# Photo of the month - Winner for June is...



## Arch (Aug 8, 2007)

There are two joint winners for June and they are....

Erick.... with Bretagne








...and JohnMF with The Lakes....






well done to you both


----------



## Antarctican (Aug 8, 2007)

Yes, a hearty congratulations to you both!


----------



## PNA (Aug 8, 2007)

Being a sailor, I appreciate "The Lakes" ..... 

There's lot's of feeling within the photo.


----------



## JohnMF (Aug 8, 2007)

thanks people 

thanks LP for the nom


----------



## doenoe (Aug 8, 2007)

congrats guys, great pics


----------



## sabbath999 (Aug 8, 2007)

Congrats!


----------



## Tangerini (Aug 8, 2007)

very nice job to both of you!  Congrats!


----------



## Puscas (Aug 8, 2007)

Tangerini said:


> very nice job to both of you!  Congrats!

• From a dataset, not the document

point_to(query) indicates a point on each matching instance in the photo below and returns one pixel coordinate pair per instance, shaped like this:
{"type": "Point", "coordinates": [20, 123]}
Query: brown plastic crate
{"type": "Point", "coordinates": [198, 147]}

^^ what she said, including the clapping smiley.




pascal


----------



## TwistMyArm (Aug 9, 2007)

Congrats you two!


----------



## erick (Aug 12, 2007)

thanks to all


----------



## glaston (Aug 27, 2007)

I've never seen an hdr in a sepia tone.
Is that what the first image is?

I like it!


----------



## Carlos Cané (Aug 28, 2007)

Congratulations!  Really nice shots!


----------



## chasemedown (Sep 1, 2007)

beautiful.


----------



## rawatenator (Sep 2, 2007)

both excellent images, bravo!


----------



## Ben Wijman (Sep 3, 2007)

great images, well done


----------



## Coldow91 (Sep 14, 2007)

Both are worthy. Great pictures!


----------



## volleysnap (Sep 14, 2007)

congrats to both of you!


----------